MİT’e gelen ihbar mektuplarından oluşan raporun en önemli kısımları bunlar.  Hrant  Dink, Rahip Santoro ve Malatya katliamı burada da karşımıza çıktı. Keza mektuplarda AKP Hükümeti’ni zor durumda  bırakmak/düşürmek için girişilecek eylemler de var. Belki bunların bir kısmına ihtiyatla yaklaşmak gerekebilir. Ancak “bu eylemlerde ileriyi göremeyen heyecanlı milliyetçi gençler kullanılabilir” şeklindeki ifadeler,  yabana atılmamalı, kanımca. Son dönemlerdeki reaksiyoner gösteriler bu profile fazlasıyla uyuyor. Keza aynı mektuptaki Siyah Kuvvetler’e korsan ülkü ocakları kurdurulması ve gençlerin bu şekilde yönlendirilmesi de bir kenara not edilmeli. Bunlar tabii dediğimiz gibi 2007-2008 döneminden mektuplar.  Ancak burada bilhassa Hatay’la ilgili bölümlerin ciddiye alınması gerektiğini anlayabiliyoruz. Hem gelen mektup hayli detaylı, hem de fişlemelerde gördüğümüz bilgiler. Bilhassa Aleviler ve Hıristiyanlar hakkında özel  bir çalışma yapıldığı açık. Dolayısıyla Hatay’daki bu fişleme ve örgütlenme faaliyetinin ne olduğunu, hala sürüp sürmediğini öğrenmek hakkımız. En önemlisi Hatay’ın yanısıra hangi kentlerde bu tip faaliyetler gerçekleştirilmiştir, bu faaliyetler hala sürmekte midir ve bu listeler şu an kimlerdedir? Bu soruların muhatabı elbette ki siyasi otorite.

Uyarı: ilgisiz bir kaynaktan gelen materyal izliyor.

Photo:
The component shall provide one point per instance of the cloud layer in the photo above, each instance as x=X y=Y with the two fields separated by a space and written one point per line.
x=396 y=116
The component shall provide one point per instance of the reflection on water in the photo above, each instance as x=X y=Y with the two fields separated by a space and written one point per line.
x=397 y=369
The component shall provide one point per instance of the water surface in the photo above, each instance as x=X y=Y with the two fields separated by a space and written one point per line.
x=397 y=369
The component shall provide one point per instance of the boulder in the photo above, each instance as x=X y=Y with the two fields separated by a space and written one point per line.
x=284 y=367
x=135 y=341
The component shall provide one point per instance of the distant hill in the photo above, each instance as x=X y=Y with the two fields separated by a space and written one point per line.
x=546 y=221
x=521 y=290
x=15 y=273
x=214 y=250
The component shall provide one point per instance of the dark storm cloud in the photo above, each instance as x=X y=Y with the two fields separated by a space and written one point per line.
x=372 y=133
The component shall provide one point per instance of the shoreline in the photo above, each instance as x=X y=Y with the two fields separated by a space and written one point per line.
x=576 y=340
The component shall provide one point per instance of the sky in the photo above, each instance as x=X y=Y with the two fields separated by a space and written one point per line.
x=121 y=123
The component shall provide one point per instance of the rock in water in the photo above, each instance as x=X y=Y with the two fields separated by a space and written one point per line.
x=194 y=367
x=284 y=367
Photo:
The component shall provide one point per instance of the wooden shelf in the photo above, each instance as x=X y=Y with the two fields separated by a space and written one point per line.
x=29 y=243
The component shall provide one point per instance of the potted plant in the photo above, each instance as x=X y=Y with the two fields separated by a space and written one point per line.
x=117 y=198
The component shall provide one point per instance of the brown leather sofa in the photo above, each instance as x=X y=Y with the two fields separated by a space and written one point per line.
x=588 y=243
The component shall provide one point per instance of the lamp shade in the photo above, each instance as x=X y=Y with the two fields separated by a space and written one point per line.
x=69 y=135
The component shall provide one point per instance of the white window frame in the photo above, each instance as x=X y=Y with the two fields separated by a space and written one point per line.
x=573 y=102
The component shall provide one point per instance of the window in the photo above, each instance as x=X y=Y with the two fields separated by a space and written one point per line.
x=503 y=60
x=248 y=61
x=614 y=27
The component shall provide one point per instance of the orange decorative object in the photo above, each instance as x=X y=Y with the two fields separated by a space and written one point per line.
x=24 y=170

Gelelim ikinci gelişmeye. Geçtiğimiz hafta gözümüzü çevirdiğimiz başka bir yerde de benzer  tablo ile karşılaştık. Başbakan Yardımcısı Bülent Arınç'a suikast iddiası ile başlayan soruşturmada "Kozmik Oda" ya girilmişti hatırlayacaksınız. Oda'dan çuvallar dolusu evrak ve 38 klasör belge çıktığı yazıldı. Radikal'in haberine göre belgeleri inceleyen Cumhuriyet Savcısı Mustafa Bilgili, dava açmaya hazırlanıyor. Habere göre Savcı'nın açacağı dava Arınç'a suikast iddiasıyla sınırlı olmayacak. 6-7 Eylül olaylarından 1 Mayıs'a, Çorum, Sivas olaylarından faili meçhuller ve Hrant Dink cinayetine kadar pek çok vakayı da kapsayacak. Zira aramalarda “azınlıklara” ilişkin belge ve bilgilere rastlanmış.
Devlet içinde süren müthiş bir hesaplaşma var. Ve bitmedi. Hala sürüyor. Bunu biliyoruz. Dolayısıyla elimize geçen, duyduğumuz, gördüğümüz belgelere her ne kadar ihtiyatla yaklaşsak bile, ortaya çıkanlar devletin esasen kendi toplumuna karşı örgütlendiğini,  Hıristiyanlar,  Aleviler, Kürtler, solcular için apayrı bir örgütlenmeye gittiğini bir kez daha apaçık gösteriyor. Devletin dışarıya “medeniyetler beşiği” olarak sunduğu Hatay’da bile, perde gerisinde ne tür faaliyetler yürüttüğünü gördük. Bu, aslında tüm Türkiye için geçerlidir. Hangi dosyayı açsak, altından kontrgerilla, azınlıklar dosyaları/operasyonları ve devletin o bitmeyen paranoyası çıkıyor. Ve devletin bu refleksiyle hala yüzleşebilmiş değiliz.